“As mulheres devem passar grande parte da vida em casa, cuidando dos filhos e cozinhando. Não podem andar desacompanhadas, devem estudar apenas o necessário, e não trabalhar se forem casadas. Coisas como carreira, dinheiro e poder são atribuições exclusivas do homem.”

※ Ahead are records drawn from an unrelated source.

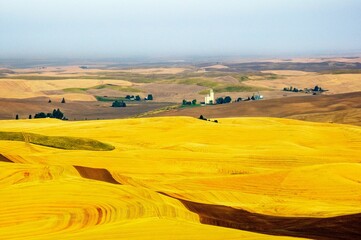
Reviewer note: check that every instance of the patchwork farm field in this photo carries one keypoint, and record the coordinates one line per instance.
(179, 178)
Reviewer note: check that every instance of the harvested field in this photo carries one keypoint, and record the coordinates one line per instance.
(339, 108)
(241, 178)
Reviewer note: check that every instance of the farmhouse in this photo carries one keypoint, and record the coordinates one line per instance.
(209, 99)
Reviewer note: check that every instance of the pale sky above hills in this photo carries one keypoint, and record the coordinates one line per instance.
(128, 28)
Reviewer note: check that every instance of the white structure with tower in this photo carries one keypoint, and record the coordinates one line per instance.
(209, 99)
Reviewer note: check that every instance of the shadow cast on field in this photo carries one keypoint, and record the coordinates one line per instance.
(340, 227)
(4, 159)
(99, 174)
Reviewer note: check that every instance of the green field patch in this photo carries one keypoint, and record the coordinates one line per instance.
(110, 99)
(102, 86)
(61, 142)
(199, 82)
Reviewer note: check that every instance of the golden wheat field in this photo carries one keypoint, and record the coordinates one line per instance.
(179, 178)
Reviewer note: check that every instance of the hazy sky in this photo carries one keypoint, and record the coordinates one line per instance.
(123, 28)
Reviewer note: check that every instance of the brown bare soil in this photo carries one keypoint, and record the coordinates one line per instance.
(99, 174)
(340, 227)
(324, 108)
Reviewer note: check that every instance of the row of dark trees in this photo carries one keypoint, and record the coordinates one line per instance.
(55, 114)
(62, 101)
(138, 98)
(205, 119)
(222, 100)
(293, 89)
(185, 102)
(117, 103)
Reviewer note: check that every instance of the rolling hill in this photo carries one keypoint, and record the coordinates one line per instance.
(182, 178)
(338, 108)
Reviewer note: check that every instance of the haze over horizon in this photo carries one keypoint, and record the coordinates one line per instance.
(111, 28)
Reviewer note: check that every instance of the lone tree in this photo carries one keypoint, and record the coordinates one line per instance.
(202, 118)
(117, 103)
(220, 100)
(57, 114)
(40, 115)
(227, 99)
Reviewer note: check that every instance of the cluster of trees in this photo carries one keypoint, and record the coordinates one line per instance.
(117, 103)
(222, 100)
(62, 101)
(205, 119)
(138, 98)
(293, 89)
(55, 114)
(185, 102)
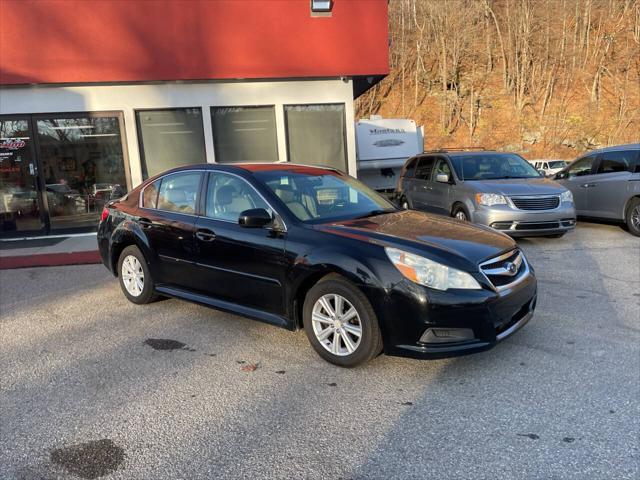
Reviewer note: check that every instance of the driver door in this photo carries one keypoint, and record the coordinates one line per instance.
(244, 266)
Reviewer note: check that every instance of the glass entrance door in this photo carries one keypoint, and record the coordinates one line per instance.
(20, 194)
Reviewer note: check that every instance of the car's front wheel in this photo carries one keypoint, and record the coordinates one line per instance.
(340, 322)
(633, 217)
(135, 277)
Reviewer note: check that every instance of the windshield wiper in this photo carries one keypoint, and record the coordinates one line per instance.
(380, 211)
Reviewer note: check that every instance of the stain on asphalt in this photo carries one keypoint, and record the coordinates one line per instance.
(166, 344)
(89, 460)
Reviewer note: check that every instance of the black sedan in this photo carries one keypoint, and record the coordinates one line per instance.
(307, 247)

Longe de significar um dogma de alguma seita radical, essa era a condição da mulher na sociedade europeia do início do século XIX. Com a eclosão da Primeira Guerra Mundial e com a convocação de todos os homens sadios para o front, mulheres foram “obrigadas” a cuidar das cidades, exercendo trabalhos antes delegados apenas aos homens. Durante a Segunda Grande Guerra, isso foi mais acentuado ainda, com a mulher ocupando inclusive posições nos transportes públicos, nas fábricas de munições e também nos exércitos.
Finda a guerra, os homens voltaram para ocupar os cargos que exerciam, e uma parte da mão de obra feminina foi desprezada. Aquelas que continuaram trabalhando tinham salários abaixo do dos homens.
Começou a despertar, na mulher, o sentimento dque, “se posso tanto quanto o homem, por que ganhar menos?” Ao mesmo tempo, o desenvolvimento econômico pós-guerra necessitava de mais operários. Foi a partida do movimento que viria a se chamar “feminismo”, ou “movimento feminista”.
Nesse contexto, é particularmente importante o ano de 1951, apenas seis anos após a guerra. Do ponto de vista político, nesse ano houve o fim formal da guerra (determinado pelo presidente americano Truman), a fundação da Comunidade Europeia do Carvão e do Aço (incluindo a Alemanha e a Itália) e a nacionalização do petróleo pelo Irã (expulsando os ingleses).
Nas ciências, foi feita a primeira experiência com circulação extracorpórea e iniciada a produção em série do primeiro computador (UNIVAC). Nas artes, aconteceu a primeira Bienal de São Paulo.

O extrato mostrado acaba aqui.